From the Comments: Manufacturing Jobs and American De-Industrialization

I hate to admit it, but Dr. Delacroix has been on fire lately (with the exception of his foreign policy quackery, of course). I pulled this reply out of the ‘comments’ section of his post on the de-industrialization of the United States. You can find the condescending comment to Dr. Delacroix’s post here, but I’m going to reproduce Dr. Delacroix’s whole reply beneath the fold:

John is the kind of guy who brings out the worst in me: He makes me pedantic, cutting, uncharacteristically ungracious, even nasty.

His reply starts with a big mistake that makes any dialogue difficult for me. What he describes in his first paragraph as “comparative advantage” simply is not. Since I have spent a lot of energy explaining this central idea on this blog. I don’t want to do it again. Perhaps, the Editor of Notes…, who knows my archives better than I do, will kindly give directions.

[but of course: see France Does Not Export Wines…, Shipping Jobs Overseas…, and Free Trade/Protectionism… for more details – bc]

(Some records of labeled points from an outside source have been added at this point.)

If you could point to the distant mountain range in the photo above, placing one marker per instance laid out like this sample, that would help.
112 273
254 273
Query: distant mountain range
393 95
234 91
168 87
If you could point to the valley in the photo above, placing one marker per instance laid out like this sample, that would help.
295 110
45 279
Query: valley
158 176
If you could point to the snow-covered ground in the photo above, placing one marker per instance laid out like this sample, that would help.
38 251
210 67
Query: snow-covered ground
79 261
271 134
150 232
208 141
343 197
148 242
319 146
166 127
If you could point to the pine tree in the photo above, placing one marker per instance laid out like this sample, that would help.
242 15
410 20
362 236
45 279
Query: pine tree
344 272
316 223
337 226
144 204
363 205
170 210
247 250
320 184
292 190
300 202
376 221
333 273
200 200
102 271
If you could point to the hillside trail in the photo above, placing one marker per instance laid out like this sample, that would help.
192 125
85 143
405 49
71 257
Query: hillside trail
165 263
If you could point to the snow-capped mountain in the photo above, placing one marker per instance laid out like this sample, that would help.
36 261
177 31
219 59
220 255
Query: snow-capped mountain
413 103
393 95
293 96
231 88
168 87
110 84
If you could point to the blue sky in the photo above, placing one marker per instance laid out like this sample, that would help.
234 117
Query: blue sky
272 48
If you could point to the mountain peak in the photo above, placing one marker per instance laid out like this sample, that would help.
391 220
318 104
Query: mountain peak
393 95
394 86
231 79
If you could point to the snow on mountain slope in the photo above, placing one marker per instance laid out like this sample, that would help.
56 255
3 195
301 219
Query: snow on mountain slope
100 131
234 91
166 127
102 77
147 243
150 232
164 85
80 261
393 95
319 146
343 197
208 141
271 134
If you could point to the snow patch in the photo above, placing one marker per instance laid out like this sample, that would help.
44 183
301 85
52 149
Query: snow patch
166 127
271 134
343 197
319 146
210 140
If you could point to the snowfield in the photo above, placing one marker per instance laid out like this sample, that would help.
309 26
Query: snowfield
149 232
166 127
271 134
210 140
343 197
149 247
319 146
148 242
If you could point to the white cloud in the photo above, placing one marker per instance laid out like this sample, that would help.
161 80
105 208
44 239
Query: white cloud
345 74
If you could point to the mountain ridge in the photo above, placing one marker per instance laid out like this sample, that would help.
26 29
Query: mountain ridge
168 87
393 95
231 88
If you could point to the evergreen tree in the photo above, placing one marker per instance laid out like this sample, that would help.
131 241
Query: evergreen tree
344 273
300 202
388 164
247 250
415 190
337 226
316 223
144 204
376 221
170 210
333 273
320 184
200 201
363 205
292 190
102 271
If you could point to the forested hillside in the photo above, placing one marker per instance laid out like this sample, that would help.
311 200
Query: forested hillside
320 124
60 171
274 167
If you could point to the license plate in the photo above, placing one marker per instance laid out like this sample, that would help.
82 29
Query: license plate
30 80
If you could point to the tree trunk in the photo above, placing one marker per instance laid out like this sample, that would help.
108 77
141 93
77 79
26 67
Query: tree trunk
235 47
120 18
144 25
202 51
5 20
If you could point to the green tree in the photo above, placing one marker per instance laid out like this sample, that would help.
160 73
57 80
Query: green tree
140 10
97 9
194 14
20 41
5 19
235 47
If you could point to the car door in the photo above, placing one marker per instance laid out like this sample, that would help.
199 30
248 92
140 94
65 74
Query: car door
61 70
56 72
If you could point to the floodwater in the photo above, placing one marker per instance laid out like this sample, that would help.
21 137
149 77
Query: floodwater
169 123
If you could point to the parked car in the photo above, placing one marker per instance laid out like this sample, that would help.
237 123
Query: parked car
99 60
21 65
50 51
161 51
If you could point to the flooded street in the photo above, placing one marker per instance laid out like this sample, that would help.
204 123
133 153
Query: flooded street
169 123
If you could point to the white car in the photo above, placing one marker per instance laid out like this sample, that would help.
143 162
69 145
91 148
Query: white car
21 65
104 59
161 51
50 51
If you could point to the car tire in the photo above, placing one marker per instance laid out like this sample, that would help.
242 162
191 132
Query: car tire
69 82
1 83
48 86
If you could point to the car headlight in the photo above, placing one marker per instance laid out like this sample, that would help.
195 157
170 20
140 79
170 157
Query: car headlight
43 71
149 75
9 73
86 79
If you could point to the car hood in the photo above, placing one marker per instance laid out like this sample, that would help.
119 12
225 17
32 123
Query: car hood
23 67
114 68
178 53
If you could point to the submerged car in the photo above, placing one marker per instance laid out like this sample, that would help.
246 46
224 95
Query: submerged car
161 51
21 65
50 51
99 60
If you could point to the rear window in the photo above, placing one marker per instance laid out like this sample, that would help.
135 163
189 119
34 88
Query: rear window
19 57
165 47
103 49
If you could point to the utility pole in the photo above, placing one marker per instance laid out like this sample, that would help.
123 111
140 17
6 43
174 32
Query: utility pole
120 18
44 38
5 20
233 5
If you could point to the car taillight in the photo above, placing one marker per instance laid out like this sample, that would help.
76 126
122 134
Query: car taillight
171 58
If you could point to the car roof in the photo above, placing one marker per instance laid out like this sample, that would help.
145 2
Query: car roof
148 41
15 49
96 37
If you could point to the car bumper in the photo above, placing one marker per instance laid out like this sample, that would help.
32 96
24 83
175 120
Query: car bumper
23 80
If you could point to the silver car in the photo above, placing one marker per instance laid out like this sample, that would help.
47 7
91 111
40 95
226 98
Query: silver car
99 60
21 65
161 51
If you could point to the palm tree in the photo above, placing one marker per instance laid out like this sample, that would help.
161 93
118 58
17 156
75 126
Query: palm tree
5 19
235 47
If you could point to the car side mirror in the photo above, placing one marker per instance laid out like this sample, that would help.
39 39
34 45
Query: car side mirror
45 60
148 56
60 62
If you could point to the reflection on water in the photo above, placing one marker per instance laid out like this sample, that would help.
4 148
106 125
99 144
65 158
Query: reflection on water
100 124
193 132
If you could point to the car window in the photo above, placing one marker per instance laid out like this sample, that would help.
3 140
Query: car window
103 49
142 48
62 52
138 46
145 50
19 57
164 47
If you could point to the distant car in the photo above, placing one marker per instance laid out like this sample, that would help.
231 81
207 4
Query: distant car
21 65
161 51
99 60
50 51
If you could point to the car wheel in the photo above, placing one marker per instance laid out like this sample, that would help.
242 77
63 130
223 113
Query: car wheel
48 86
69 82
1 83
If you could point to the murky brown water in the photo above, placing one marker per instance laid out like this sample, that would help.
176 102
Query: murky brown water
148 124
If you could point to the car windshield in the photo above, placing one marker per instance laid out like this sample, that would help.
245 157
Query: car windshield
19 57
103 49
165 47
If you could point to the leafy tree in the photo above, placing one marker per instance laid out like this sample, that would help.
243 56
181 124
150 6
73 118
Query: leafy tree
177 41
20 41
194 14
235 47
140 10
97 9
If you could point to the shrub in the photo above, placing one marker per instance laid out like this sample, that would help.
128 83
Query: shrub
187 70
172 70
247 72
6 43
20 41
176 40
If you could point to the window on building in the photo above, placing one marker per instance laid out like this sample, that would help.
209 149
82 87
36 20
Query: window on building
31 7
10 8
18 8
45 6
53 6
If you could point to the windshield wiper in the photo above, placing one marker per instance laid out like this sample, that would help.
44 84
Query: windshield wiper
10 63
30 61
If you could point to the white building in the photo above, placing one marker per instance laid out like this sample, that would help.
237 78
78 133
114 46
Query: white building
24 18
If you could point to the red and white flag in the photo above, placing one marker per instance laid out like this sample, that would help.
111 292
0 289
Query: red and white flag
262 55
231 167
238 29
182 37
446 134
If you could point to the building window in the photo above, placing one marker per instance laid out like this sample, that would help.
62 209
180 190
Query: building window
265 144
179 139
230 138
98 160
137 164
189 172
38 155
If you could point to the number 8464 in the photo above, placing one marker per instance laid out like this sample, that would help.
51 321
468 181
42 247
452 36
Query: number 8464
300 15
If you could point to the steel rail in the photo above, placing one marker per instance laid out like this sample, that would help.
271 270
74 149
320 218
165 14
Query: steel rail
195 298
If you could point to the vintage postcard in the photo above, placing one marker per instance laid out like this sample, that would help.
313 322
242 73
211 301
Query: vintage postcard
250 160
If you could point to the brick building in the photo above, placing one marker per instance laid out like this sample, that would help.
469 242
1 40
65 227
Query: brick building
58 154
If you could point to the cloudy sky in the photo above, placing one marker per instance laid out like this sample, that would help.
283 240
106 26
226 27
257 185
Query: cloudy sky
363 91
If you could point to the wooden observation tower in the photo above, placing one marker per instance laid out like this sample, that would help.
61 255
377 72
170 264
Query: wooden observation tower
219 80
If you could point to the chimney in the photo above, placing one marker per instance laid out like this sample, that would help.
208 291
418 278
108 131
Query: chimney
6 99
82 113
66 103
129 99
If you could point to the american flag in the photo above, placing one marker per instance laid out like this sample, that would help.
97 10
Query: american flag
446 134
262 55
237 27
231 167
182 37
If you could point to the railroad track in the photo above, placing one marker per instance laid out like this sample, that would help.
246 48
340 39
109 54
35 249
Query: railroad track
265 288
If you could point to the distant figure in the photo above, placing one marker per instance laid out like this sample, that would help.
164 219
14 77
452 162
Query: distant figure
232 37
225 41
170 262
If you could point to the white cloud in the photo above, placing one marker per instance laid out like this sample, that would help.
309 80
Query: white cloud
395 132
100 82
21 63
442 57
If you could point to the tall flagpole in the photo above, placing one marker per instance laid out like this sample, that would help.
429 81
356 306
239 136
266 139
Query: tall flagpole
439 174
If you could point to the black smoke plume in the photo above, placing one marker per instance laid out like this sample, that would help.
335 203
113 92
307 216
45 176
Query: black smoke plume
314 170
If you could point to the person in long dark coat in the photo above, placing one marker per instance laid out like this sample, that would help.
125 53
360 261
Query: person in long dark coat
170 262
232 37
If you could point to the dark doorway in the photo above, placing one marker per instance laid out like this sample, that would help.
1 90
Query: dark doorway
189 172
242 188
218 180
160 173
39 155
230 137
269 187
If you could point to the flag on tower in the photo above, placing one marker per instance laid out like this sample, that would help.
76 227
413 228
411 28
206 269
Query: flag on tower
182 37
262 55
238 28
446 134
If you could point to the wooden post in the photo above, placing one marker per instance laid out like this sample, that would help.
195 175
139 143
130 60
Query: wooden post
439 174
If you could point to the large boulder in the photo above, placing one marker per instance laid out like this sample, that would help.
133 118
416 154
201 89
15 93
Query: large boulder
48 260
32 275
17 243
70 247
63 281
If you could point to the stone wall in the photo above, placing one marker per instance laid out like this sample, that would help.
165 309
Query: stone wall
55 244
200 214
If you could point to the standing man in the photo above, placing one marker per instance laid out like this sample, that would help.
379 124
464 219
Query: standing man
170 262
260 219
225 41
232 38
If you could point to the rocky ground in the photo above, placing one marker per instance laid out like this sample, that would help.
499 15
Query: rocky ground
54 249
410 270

John’s last paragraph is a statement of untruths: With world trade in general, with China in a sturdy second place (SECOND) as a trading country, it’s not a “handful of people” who have become richer, it’s nearly everyone or actually everyone. If John is young, he should begin reading about the recent past of general human welfare. If John is an old geezer like me, or getting there, he should shake his head smartly and try to collect together his own memories about the bad old days.

In general, John’s comment impels me soon to write an essay about what the word “theory” means:

“I fell from that wall and broke my back because I thought gravity theory only worked in theory, not in practice.”

Not too shabby, Dr. J. Too bad he’s wrong about so many other things!